Finalmente qualcuno che facca riferimento allla cosidetta DECRESCITA.
Lo fa con tutti i dovuti timori di chi intuisce di percorrere un campo minato, vista l'impossibilità di attuarla tramite una....autoeducazione collettiva!
Intuisce il sig. Gambescia che cio' irrita gli oligopolisti del pensiero prima che quelli economici, e che quindi si rischia la condanna morale:
benvenuto fra i reietti; dopo il primo periodo di comprensibile smarrimento,si accorgerà che la gazzarra dei sostenitori del sostenibile, vista dal di fuori mostra ancora di più tutta la sua dannosità, in quanto principale complice del sistema che decide, e che pretende di modificare a suon di girotondi.
Ancora un piccolo sforzo sig.
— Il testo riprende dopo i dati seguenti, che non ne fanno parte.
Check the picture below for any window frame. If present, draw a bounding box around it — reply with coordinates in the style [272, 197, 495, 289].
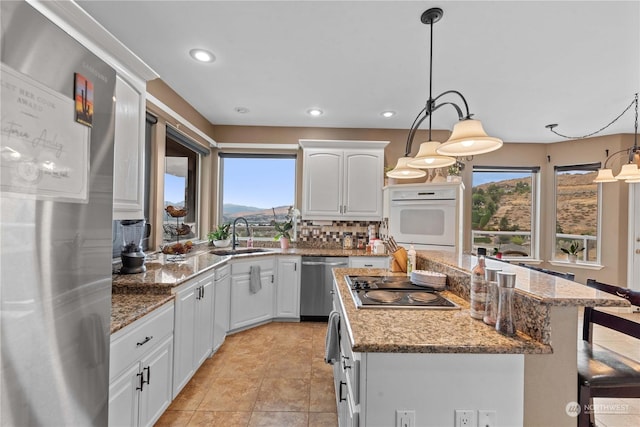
[159, 124, 211, 244]
[216, 153, 300, 241]
[549, 162, 602, 268]
[469, 165, 541, 262]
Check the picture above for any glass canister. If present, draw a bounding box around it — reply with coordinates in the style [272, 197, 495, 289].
[482, 268, 500, 326]
[496, 271, 516, 335]
[470, 248, 487, 319]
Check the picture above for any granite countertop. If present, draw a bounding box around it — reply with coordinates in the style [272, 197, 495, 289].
[333, 268, 552, 354]
[111, 294, 173, 334]
[417, 251, 629, 307]
[111, 244, 389, 333]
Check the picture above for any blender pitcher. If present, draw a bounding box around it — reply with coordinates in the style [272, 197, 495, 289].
[120, 219, 147, 274]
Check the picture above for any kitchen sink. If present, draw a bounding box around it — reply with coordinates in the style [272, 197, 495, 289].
[211, 248, 272, 256]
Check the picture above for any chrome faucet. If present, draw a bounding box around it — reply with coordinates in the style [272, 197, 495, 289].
[231, 216, 251, 251]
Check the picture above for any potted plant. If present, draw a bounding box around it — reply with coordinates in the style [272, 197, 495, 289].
[447, 161, 464, 182]
[272, 207, 293, 249]
[207, 224, 231, 248]
[560, 240, 584, 262]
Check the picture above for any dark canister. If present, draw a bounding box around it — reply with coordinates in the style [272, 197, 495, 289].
[496, 271, 516, 335]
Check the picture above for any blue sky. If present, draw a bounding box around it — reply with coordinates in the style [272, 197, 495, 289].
[164, 157, 296, 209]
[473, 172, 531, 187]
[223, 157, 296, 209]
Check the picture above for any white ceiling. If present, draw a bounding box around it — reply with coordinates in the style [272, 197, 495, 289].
[77, 0, 640, 142]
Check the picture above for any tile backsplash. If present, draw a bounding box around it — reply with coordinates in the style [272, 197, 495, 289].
[297, 220, 386, 249]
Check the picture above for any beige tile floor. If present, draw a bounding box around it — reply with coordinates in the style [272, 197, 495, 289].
[578, 308, 640, 427]
[156, 309, 640, 427]
[156, 322, 338, 427]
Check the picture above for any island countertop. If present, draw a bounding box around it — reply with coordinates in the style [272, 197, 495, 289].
[418, 251, 629, 307]
[333, 268, 552, 354]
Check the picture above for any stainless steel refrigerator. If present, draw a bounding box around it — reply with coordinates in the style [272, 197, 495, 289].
[0, 0, 115, 426]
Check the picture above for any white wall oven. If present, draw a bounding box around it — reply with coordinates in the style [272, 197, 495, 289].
[385, 183, 462, 250]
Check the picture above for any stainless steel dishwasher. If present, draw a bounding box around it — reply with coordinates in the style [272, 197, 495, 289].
[300, 256, 349, 321]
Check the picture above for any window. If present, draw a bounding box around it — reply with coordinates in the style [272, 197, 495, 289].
[163, 126, 209, 242]
[553, 163, 600, 263]
[471, 166, 540, 258]
[219, 153, 296, 240]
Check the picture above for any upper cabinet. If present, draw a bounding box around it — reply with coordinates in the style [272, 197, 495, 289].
[113, 75, 145, 219]
[30, 1, 160, 224]
[300, 140, 389, 221]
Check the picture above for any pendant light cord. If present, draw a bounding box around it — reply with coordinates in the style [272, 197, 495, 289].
[545, 93, 638, 140]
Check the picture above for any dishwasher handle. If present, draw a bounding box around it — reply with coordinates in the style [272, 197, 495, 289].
[302, 261, 349, 267]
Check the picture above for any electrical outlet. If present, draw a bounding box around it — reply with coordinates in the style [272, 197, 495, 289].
[478, 409, 497, 427]
[396, 409, 416, 427]
[455, 409, 476, 427]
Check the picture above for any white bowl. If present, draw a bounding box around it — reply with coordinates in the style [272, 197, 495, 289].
[213, 239, 231, 248]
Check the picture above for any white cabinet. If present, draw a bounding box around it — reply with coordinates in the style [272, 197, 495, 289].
[349, 256, 389, 268]
[275, 256, 301, 319]
[173, 272, 214, 398]
[213, 265, 231, 351]
[300, 140, 388, 221]
[113, 75, 146, 219]
[229, 256, 275, 331]
[109, 303, 174, 426]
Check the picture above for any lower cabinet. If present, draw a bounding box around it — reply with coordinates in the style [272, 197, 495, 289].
[109, 303, 174, 426]
[213, 265, 231, 351]
[229, 256, 275, 331]
[173, 272, 215, 398]
[275, 256, 301, 319]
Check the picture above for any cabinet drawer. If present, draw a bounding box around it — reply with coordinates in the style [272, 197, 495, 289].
[215, 265, 231, 281]
[231, 256, 273, 276]
[109, 302, 173, 380]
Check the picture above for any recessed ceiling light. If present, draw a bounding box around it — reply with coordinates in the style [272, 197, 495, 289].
[189, 49, 216, 62]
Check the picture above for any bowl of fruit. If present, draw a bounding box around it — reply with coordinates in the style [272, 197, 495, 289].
[161, 240, 193, 255]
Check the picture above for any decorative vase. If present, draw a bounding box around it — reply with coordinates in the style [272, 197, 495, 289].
[280, 237, 289, 249]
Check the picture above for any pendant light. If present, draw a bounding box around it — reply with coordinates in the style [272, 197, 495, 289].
[405, 7, 502, 164]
Gambescia!
a.marmiroli1@hotmail.it
Barazz (Registered) 07-01-2009 20:54

Gambescia sembra suggerire una possibile strada verso il ritorno allo schema di ripartizione del reddito degli economisti classici, spazzata via dai marginalisti alla fine dell'800, magari in chiave più moderna.
Potrebbe essere una strada interessante da percorrere, almeno a livello di riflessione teorica.
La Decrescita deve sforzarsi di ampliare la sua riflessione e sviluppare una teoria che le dia credito in ambito economico a mio avviso.
Per esempio, qualche pensatore dovrebbe riflettere sul ruolo che può avere la forma cooperativa d'impresa nella società della decrescita, grazie al suo non vedere il profitto come finalità ultima dell'azione economica.
h2otonic (Registered) 08-01-2009 00:39

Non conosco la differenza sostanziale fra i due tipi di economisti, ma se il prevalere degli uni sugli altri è dovuto a motivi validi ancora oggi, vale a dire i limiti umani(lo deduco dai risultati), anche la forma cooperativa può valere per limitate realtà circoscritte, forse.
Si tratta in definitiva di strappare l'osso dalle fauci del molosso mondialista, e non credo che questo sia possibile solo con la forza della logica, anche se disinteressata, di tutti i migliori pensatori del mondo.
a.marmiroli@hotmail.it
Barazz (Registered) 08-01-2009 12:14

Ma sono due cose (i vecchi economisti e le coop) che non centrano nulla tra loro.
Tanto più che le coop si sono espanse all'interno del sistema costruito dagli economisti "nuovi"...
h2otonic (Registered) 08-01-2009 16:22

Intendevo dire:" perfino un indirizzo economico di tipo cooperativo, che trovo tra i piu' accettabili, non credo possa essere imposto in larga scala,anche perche', come tutte le teorie, economiche o meno, devono tenere conto dei vari equilibri di forze fra individui, comunita' ecc,"
In poche parole e' mia convinzione che le teorie possono servire al pensatore fino alla fase accademica, dopodiche' non si puo' non fare i conti con la realtà, che delle teorie economiche liberiste o socialiste che siano, ne ha smentito le premesse essenziali.